400. Successful Production of Pseudotyped Mosaic rAAV Vectors Using a Modified Baculovirus Expression System

Abstract

Top of pageAbstract Scalable production of rAAV vectors remains a major obstacle to the clinical application of this protypical gene therapy vector. A recently developed baculovirus-based production protocol (Urabe et al) found limited applications due to the system's design. Here we report a detailed analysis of the stability of the original baculovirus system components BacRep, BacVP, and transgene cassette-containing BacGFP. All of the baculovirus helpers analyzed were prone to passaging-dependent, loss-of-function deletions resulting in considerable decreases in rAAV titers.

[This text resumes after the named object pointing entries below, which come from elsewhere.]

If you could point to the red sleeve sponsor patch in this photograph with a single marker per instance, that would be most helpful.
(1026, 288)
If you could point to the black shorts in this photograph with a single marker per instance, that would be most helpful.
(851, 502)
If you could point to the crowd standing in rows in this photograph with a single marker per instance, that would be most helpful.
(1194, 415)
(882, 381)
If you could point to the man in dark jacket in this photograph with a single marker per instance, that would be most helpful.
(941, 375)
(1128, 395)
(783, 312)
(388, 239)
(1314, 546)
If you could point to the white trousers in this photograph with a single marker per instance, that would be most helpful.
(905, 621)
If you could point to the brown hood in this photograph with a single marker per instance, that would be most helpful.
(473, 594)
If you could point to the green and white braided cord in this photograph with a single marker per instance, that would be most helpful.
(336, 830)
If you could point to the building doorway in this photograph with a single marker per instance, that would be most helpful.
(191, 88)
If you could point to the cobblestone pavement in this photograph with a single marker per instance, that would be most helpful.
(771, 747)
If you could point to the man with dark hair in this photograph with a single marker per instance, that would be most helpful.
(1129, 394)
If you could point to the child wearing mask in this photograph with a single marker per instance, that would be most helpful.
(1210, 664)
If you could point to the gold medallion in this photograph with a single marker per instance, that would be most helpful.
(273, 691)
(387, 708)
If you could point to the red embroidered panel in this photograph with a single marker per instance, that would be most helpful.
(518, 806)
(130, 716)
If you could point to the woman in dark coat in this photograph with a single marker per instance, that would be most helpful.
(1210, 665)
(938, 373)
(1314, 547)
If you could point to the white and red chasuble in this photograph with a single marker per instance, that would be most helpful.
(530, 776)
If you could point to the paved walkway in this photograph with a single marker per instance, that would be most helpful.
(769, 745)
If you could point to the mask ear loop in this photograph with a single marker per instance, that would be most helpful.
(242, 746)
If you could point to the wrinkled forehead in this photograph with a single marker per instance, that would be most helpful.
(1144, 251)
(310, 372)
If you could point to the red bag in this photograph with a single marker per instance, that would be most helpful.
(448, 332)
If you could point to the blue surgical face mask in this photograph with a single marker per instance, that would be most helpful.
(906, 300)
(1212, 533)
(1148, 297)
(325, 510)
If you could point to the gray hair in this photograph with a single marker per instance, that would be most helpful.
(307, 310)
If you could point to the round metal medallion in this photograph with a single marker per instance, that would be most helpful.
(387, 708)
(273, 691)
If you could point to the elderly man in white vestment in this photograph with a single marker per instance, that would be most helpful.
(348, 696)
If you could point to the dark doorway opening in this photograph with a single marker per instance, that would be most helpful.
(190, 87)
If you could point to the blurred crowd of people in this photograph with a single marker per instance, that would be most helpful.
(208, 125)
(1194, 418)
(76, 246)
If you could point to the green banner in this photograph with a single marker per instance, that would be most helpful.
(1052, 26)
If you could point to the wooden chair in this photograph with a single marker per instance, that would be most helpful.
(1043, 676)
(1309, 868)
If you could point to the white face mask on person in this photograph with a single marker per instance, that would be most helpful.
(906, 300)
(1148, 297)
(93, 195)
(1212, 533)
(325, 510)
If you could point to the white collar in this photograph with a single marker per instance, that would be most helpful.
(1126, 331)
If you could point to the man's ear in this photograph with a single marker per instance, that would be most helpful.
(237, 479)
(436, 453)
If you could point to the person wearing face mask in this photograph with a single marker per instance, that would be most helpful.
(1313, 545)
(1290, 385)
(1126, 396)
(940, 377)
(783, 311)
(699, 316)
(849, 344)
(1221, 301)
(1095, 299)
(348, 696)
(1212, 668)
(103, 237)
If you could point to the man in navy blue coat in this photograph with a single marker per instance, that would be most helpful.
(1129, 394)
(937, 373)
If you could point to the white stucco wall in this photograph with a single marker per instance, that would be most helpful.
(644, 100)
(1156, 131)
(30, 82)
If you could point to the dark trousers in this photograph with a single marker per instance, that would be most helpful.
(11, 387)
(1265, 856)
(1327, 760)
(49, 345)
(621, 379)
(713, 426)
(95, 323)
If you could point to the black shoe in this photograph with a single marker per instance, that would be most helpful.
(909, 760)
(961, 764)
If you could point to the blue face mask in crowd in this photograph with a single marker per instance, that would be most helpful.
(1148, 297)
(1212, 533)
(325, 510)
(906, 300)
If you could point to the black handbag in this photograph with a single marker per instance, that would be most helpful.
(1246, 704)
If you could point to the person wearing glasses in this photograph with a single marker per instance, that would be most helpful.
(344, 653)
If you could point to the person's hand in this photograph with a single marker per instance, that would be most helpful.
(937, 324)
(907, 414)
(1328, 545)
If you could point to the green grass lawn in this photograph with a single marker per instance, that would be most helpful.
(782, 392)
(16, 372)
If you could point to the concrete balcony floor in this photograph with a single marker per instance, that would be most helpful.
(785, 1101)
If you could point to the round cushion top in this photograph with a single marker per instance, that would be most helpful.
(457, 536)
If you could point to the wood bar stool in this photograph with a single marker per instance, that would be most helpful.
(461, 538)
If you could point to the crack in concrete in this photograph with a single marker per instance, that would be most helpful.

To alleviate the instability problem, we have modified the Rep-encoding component by splitting it into two separate vectors. Furthermore, we have examined the expression limits of the remaining components of this system in order to optimize its application to AAV vector production. In addition, to successfully employ this system to pseudotyped AAV vectors, we have introduced a novel modular approach of parvoviral phospholipase A2 (PLA2) domain swapping that allows for baculovirus production of infectious AAV8 based vectors. The novel chimeric rAAV2/8 vector, produced in Sf9 cells, incorporated AAV2 PLA2 into AAV8 capsid structure and was characterized by robust transduction in vivo. Finally, using the novel riboswitch-controlled gene expression system, we have constructed a universal Bac helper vector for producing infectious mosaic rAAV vector of any given serotype, as demonstrated for rAAV5 and rAAV8. The re-designed baculovirus system improves our capacity for rAAV production by making this AAV platform more applicable to other existing serotypes.